Chemical mapping of organic and bio materials with 10 nm spatial resolution using scattering-type scanning near-field optical microscopy (s-SNOM)

Abstract number
80
Presentation Form
Poster
Corresponding Email
[email protected]
Session
Poster Session Two
Authors
Dr. Lars Mester (1), Dr. Philip Schäfer (1), Dr. Adrian Cernescu (1), Dr. Andreas J. Huber (1)
Affiliations
1. attocube systems AG (neaspec)
Keywords

Nanoscale imaging

Infrared nano-spectroscopy

Biological material

Scanning probe microscopy

Abstract text

Scattering-type Scanning Near-field Optical Microscopy (s-SNOM) is a scanning probe approach to optical microscopy and spectroscopy, bypassing the ubiquitous diffraction limit of light to achieve a spatial resolution below 20 nanometers. s-SNOM employs the strong confinement of light at the apex of a sharp metallic atomic force microscopy (AFM) tip to create a nanoscale optical hot-spot. Analyzing the scattered light from the tip enables the extraction of the optical properties (e.g. absorption, reflection) of the sample directly below the tip and yields nanoscale resolved images simultaneous to topography. In addition, the technology has been advanced to enable Fourier-Transform Infrared Spectroscopy on the nanoscale (nano-FTIR) using broadband radiation from the visible and infrared spectral ranges to THz frequencies.

 

Figure 1 – Overview of nano-infrared studies on biomaterials using s-SNOM / nano-FTIR. Left: Illustration of nano-FTIR experiment and chemical identification of a nanoscale contaminant. Right: Nano-FTIR spectra of various biological samples.
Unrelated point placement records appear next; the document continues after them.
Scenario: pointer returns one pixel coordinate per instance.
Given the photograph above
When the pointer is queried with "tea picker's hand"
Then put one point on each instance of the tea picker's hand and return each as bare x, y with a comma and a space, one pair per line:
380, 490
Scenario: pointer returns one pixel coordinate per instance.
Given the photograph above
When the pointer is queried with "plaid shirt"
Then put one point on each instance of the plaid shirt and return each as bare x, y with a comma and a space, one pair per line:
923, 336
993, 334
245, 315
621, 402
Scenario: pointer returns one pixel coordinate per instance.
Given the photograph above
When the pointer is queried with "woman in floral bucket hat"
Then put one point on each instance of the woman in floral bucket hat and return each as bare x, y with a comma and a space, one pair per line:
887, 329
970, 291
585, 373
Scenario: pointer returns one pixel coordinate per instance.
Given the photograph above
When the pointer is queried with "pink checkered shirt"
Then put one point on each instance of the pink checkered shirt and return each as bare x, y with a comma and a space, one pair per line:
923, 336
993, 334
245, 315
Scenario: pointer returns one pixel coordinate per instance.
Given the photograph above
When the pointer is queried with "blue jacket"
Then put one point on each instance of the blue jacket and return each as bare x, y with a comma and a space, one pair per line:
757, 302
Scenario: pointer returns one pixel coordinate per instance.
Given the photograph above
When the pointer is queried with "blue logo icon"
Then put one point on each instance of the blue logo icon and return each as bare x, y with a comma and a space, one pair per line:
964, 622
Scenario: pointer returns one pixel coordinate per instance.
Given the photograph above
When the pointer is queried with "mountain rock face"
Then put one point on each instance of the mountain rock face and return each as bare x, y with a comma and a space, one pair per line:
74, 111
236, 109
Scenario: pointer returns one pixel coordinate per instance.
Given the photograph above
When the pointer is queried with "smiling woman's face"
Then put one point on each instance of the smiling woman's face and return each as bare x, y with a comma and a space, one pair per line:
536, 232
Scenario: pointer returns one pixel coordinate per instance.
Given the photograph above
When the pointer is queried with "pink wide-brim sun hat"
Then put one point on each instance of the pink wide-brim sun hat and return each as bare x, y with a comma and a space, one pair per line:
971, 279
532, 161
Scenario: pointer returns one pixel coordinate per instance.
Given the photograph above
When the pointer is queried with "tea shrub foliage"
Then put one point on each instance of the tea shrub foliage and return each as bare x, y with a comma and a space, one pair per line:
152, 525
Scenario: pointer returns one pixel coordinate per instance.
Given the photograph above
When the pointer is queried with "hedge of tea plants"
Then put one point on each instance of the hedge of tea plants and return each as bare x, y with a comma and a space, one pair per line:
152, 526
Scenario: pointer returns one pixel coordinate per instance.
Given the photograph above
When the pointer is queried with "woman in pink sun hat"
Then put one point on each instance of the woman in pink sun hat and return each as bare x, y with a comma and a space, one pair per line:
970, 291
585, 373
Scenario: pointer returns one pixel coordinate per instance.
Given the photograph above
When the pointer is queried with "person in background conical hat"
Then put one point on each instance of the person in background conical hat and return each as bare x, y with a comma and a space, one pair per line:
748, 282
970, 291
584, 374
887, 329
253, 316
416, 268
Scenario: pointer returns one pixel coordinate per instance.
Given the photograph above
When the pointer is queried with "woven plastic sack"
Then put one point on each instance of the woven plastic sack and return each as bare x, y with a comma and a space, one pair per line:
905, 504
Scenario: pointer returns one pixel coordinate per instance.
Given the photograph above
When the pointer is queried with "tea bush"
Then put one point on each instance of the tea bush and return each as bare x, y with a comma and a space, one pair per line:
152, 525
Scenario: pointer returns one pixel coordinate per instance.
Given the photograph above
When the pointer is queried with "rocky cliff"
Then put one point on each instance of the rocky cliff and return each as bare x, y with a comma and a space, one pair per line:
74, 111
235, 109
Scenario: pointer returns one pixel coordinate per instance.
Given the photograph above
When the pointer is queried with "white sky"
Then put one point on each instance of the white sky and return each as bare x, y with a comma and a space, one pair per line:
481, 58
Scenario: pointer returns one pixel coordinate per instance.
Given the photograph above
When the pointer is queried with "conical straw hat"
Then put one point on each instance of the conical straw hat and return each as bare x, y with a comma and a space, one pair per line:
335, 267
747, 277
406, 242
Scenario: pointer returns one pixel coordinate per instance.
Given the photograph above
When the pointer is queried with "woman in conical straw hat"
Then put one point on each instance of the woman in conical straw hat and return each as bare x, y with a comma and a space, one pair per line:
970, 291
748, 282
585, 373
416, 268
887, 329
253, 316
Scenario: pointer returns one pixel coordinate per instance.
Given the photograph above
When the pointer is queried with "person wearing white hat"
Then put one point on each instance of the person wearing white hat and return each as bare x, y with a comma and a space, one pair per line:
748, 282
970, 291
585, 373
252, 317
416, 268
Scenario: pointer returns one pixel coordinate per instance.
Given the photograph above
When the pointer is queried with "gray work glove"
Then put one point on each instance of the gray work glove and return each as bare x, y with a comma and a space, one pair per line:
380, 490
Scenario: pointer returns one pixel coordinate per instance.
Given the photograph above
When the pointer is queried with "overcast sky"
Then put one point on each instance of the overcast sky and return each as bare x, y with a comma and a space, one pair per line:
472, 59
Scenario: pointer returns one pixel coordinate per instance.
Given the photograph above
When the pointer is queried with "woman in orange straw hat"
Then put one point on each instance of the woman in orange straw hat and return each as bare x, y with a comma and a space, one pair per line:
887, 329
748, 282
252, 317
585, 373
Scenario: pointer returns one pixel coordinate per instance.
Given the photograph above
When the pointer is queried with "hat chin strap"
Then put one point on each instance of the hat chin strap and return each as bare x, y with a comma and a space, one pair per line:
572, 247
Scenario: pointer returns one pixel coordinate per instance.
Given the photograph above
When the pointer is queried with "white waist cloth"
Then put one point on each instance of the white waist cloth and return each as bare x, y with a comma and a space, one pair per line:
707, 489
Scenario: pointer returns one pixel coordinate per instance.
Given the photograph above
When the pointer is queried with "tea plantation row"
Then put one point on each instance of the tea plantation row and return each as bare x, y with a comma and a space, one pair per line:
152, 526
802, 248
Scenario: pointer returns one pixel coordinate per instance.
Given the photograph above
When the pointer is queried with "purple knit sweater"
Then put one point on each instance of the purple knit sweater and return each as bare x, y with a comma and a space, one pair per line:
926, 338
Recently, the analysis of complex biological materials via correlative nano-optical and nano-mechanical imaging has gained significant interest. Nano-FTIR spectroscopy enables not only nano-chemical identification and to explore local distribution of organic and inorganic materials (Figure 1), but it also offers information about the secondary structure of proteins. Furthermore, nano-FTIR on a single ferritin complex even proofs sensitivity to about 4,000 amino acids, corresponding to about 5,000 C=O and N-H bonds, respectively.

Here we present various examples of s-SNOM measurements on different biological samples, demonstrating nano-chemical mapping of a-helices and b-sheets, as well as recent results on aggregated amyloid fibers relevant to neurodegenerative Alzheimer’s disease. Lastly, novel and unique instrumentation capabilities will be introduced, that extend the capabilities of commercial s-SNOM systems to being combined with fluorescence imaging and liquid sample environments.